LEO ZUCKERMAN/EXCELSIOR

24 de agosto 2012-

Nunca he considerado mis argumentos como verdades absolutas. Por ello, siempre he acompañado esta columna con mi correo electrónico y dirección de Twitter para escuchar lo que tienen que decirme los lectores. En no pocas ocasiones, me he enfrascado en buenas discusiones con gente que tiene opiniones diferentes a las mías. A veces me han convencido.

Comento esto porque, durante la campaña electoral pasada, un ciudadano enamorado de López Obrador se dedicó a mandarme correos cuando me atrevía a criticar a este candidato. La consigna era clara: al perredista no había que tocarlo ni con el pétalo de una rosa. AMLO no podía equivocarse, y punto. Por cierto, cuando le daba la razón a su héroe, el susodicho enviaba con prontitud un correo alabando mis dotes analíticas.

Al principio, decidí establecer una comunicación con esta persona. Correo que venía, correo que le contestaba tratando de razonar con mis argumentos. Sin embargo, pronto me di cuenta de que no me estaba escuchando. Un estimado colega —que vio los intercambios porque el personaje en cuestión mandaba sus escritos con copia a una larga lista de comunicadores, analistas y amigos— me sugirió un día que ya no le respondiera porque él había hecho lo mismo y había resultado un caso perdido.

Tenía razón: el susodicho no razonaba sino que actuaba por consigna. Rumbo al final de la campaña encontré un correo de esta persona (mantengo en secreto su nombre porque creo en el derecho que tienen los ciudadanos a la privacidad) donde le enviaba a sus amigos una lista de todos los analistas “decididamente antipejes”, considerados “fanáticos” o “vendidos”, que había que desenmascarar ante la opinión pública.
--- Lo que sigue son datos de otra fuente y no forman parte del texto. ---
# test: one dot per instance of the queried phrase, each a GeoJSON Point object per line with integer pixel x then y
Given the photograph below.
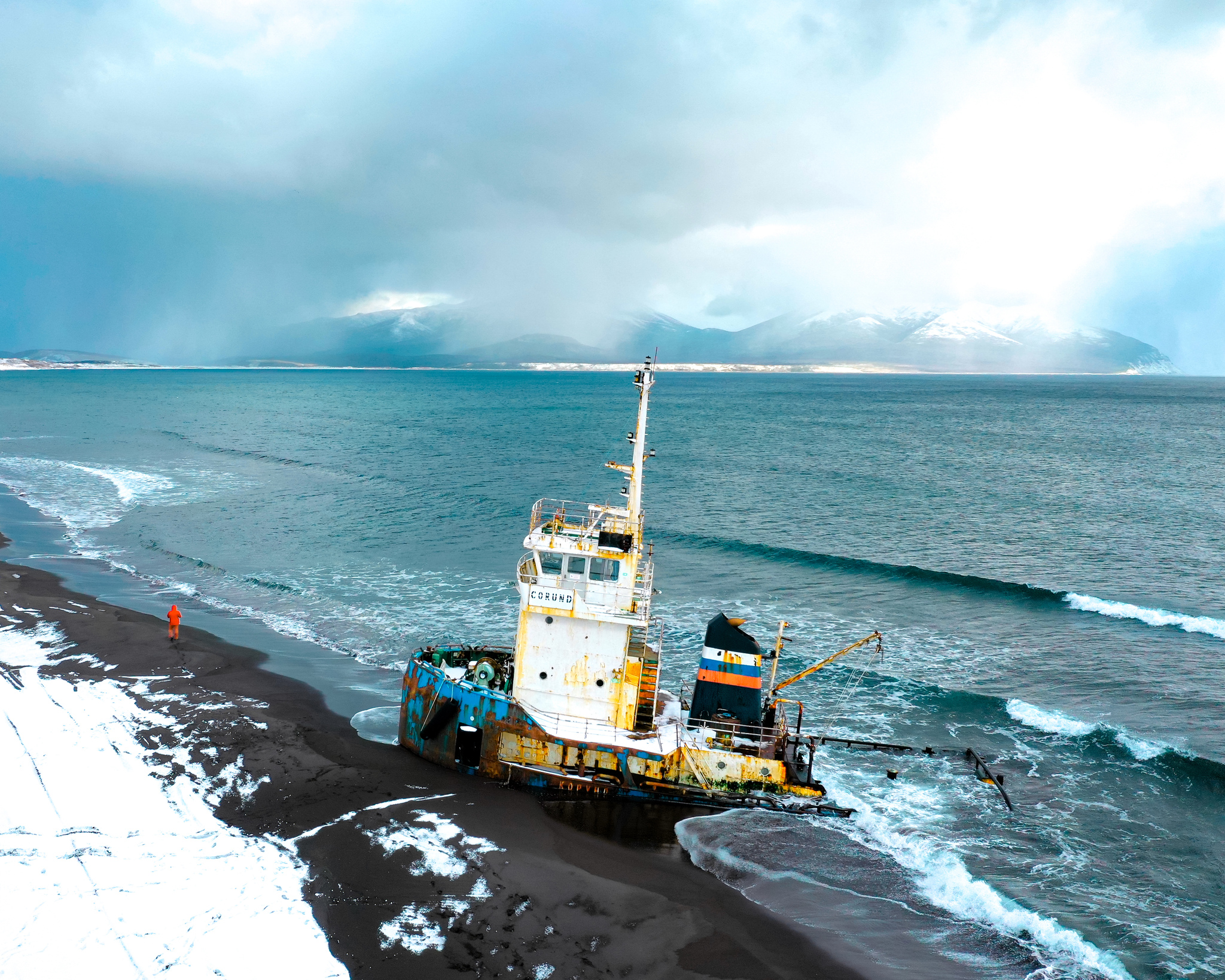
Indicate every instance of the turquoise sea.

Nótese ya el nivel de intolerancia.

Olas van y olas vienen con andanadas de correos donde el mismo personaje me pide que “no fomente más el odio y la crispación”. Uno de sus amigos lo apoyó diciendo: “La actitud de personajes como el señor Zuckermann ha creado un clima de incivilidad que puede llevar a la violencia de cualquier otro fanático, por lo que hay que hacerlos responsables de ello si así ocurriera”. Ahora resulta que, por decir lo que pienso, soy un fanático sedicioso que podría ser responsable de los posibles actos de otros fanáticos. ¿En contra de quién? ¿Me incluyo en la lista?

En el proceso de discutir y resolver nuestras diferencias, los individuos tenemos cuatro opciones:

1. Escuchar los argumentos de otros y estar dispuesto a cambiar de opinión si el otro presenta mejores razonamientos.

2. Escuchar los argumentos de otros, pero de ninguna forma abrir la posibilidad de convencerme porque de entrada considero mi postura como la mejor de todas.

3. Ni siquiera escuchar los argumentos de otros porque no vale la pena hacerlo.

4. Escuchar a los otros, pero exigir que se callen la boca porque sus argumentos son sediciosos y, de pasada, amenazarlos.

En lo personal, siempre he estado comprometido con la primera opción, pero, en esta labor de analista, a veces he tenido que enfrentarme con gente que ejerce la segunda, la tercera y la cuarta. A estos últimos les reitero que no me van a amedrentar y solicito que busquen a los culpables de la crispación actual en los políticos y no en quienes los analizamos.